I have recently been made aware of House Bill H3478, currently before the House Committee on Education and Public Works. My husband and I will begin homeschooling my kindergarten daughter in the fall of 2013, and I would like to briefly share why I am so firmly opposed to every facet of this bill.
As I understand it, this bill would change three important things for home educated students in South Carolina:
(1) Require participation in state standardized testing;
According to the South Carolina Department of Education website, the purpose of both PASS and HSAP is to meet school, district, state, and federal accountability requirements. They are designed to measure student performance on the SC Academic Standards. It is patently unfair and unnecessary to require home schooled students to participate in these because (a) my home school does not receive state or federal funds and therefore is not required to meet the accountability requirements that the public schools are subject to; and (b) I will be teaching “basic instructional areas of reading, writing, mathematics, science, and social studies” as required by both Sections 59-65-45 and 59-65-47 of South Carolina law (Options 2 and 3), but I am not bound to the SC Academic Standards and may vary from them quite a bit, depending on the educational needs of my children. The SC standardized testing instruments are not a valid measurement tool for home schools that teach children on a different schedule than that of the public schools or who cover different topics and are especially unfair to home schooled students with special needs.
(2) Require homeschooling accountability organizations to report student names to the South Carolina State Department of Education
This is a gross violation of my privacy and that of other home schooling families. Private and parochial schools are not required to submit the names of their students to the state and neither should home schooling associations. My understanding is that some lawmakers believe that creating a state registry of home school students will help identify possible victims of child abuse. While I understand that many cases of child abuse are discovered and reported by school officials, the reason for this is because they are in regular contact with that child. There is no way that having a state registry of home school students will help identify abused children unless someone is going to each home and interviewing children on a regular basis – which would be completely unconstitutional.

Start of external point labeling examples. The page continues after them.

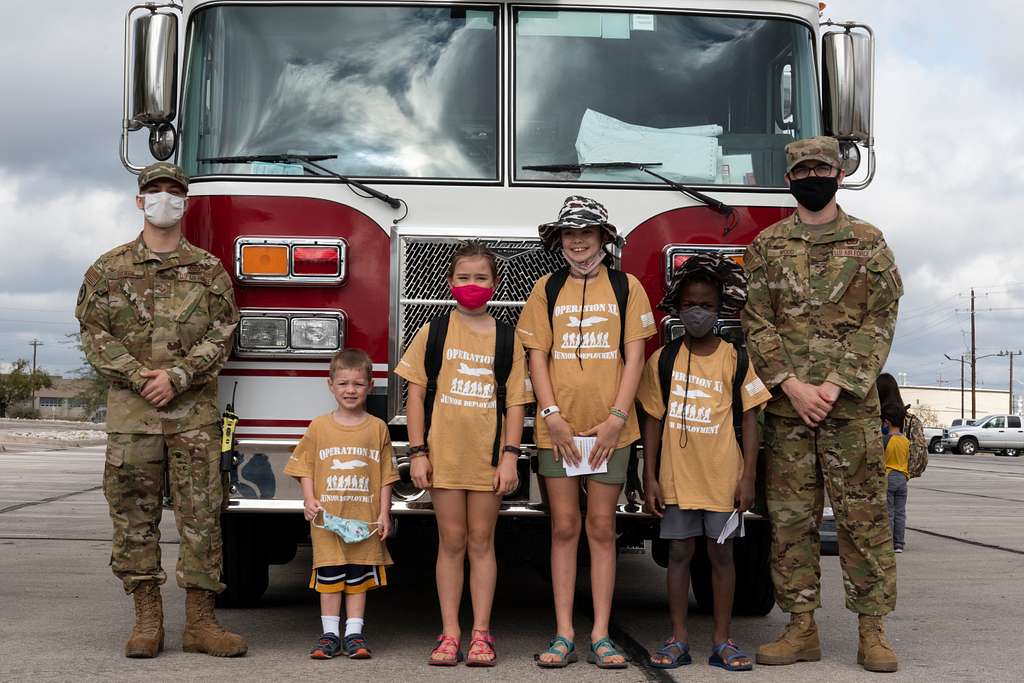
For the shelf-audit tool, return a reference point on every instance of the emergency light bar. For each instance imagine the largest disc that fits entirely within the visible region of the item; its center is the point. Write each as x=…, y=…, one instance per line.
x=269, y=333
x=290, y=261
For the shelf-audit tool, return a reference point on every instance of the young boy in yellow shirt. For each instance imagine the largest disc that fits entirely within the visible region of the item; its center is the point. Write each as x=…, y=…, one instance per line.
x=704, y=476
x=344, y=466
x=897, y=459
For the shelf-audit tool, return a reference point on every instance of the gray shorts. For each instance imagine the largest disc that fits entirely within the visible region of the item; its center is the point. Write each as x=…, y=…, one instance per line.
x=678, y=524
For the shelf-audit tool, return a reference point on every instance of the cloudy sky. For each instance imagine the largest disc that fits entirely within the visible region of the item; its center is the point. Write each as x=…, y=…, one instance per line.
x=948, y=193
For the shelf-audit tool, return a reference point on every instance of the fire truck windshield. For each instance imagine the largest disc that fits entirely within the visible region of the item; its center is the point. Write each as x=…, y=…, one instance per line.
x=393, y=91
x=714, y=98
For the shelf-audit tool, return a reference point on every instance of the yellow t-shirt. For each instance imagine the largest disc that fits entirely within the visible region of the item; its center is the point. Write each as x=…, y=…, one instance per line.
x=584, y=359
x=463, y=422
x=348, y=466
x=898, y=455
x=701, y=466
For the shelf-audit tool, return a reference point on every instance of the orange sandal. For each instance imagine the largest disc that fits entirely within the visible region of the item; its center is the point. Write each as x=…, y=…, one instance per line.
x=481, y=650
x=448, y=646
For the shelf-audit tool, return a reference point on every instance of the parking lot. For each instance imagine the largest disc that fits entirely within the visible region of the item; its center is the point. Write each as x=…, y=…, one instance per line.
x=958, y=616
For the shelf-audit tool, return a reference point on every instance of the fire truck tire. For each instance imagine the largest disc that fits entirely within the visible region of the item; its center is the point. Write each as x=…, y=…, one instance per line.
x=755, y=595
x=246, y=568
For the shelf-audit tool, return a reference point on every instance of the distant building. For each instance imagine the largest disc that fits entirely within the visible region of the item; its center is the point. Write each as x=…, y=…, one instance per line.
x=945, y=401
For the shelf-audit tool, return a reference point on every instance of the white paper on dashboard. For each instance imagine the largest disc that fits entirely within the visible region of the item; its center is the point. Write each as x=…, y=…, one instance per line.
x=735, y=520
x=585, y=444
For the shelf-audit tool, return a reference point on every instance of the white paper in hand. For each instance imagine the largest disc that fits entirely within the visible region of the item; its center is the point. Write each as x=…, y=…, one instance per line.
x=585, y=444
x=734, y=521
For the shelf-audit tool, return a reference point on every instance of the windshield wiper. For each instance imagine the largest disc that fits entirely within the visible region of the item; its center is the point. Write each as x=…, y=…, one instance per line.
x=721, y=207
x=308, y=161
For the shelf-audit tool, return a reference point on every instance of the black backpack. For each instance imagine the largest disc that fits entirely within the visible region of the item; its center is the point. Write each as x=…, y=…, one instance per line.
x=620, y=285
x=504, y=341
x=668, y=360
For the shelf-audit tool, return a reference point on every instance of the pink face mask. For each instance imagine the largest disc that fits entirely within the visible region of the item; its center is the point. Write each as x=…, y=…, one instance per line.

(3) Eliminate “Option 3” by July 2014
As I am sure you are aware, “Option 3” allows parents to legally educate their children at home by joining an accountability group to whom they report attendance and individualized documentation of their students’ progress. These associations are less expensive than the annual fees for SCAIHS (Option 2) and offer more flexibility in terms of curriculum than either of the other two options. For sixteen years, “Option 3” has been working. Eliminating it would place a financial burden on parents, it would create a monopoly in SCAIHS (the leaders of which also oppose this bill), would flood both SCHAIS (Option 2) and the public school system (Option 1) with an influx of students that they are not likely prepared to absorb, and would shuttle families into a “one-size-fits-all” approach to curriculum instead of the ability to provide instruction according to their children’s strengths and weaknesses.
Even more important than these details, though, is the right of parents to direct the education and upbringing of their children – a right that every part of this bill not only ignores, but blatantly violates.
My father used to tell us when we were growing up, “If it ain’t broke, don’t fix it.” South Carolina’s home school system is working, and my husband and I have been excited to begin this journey in a state with such fair homeschooling laws. Please stand in opposition to H3478, a bill that fixes nothing and can only add hardship to conscientious families who are educating their children at home.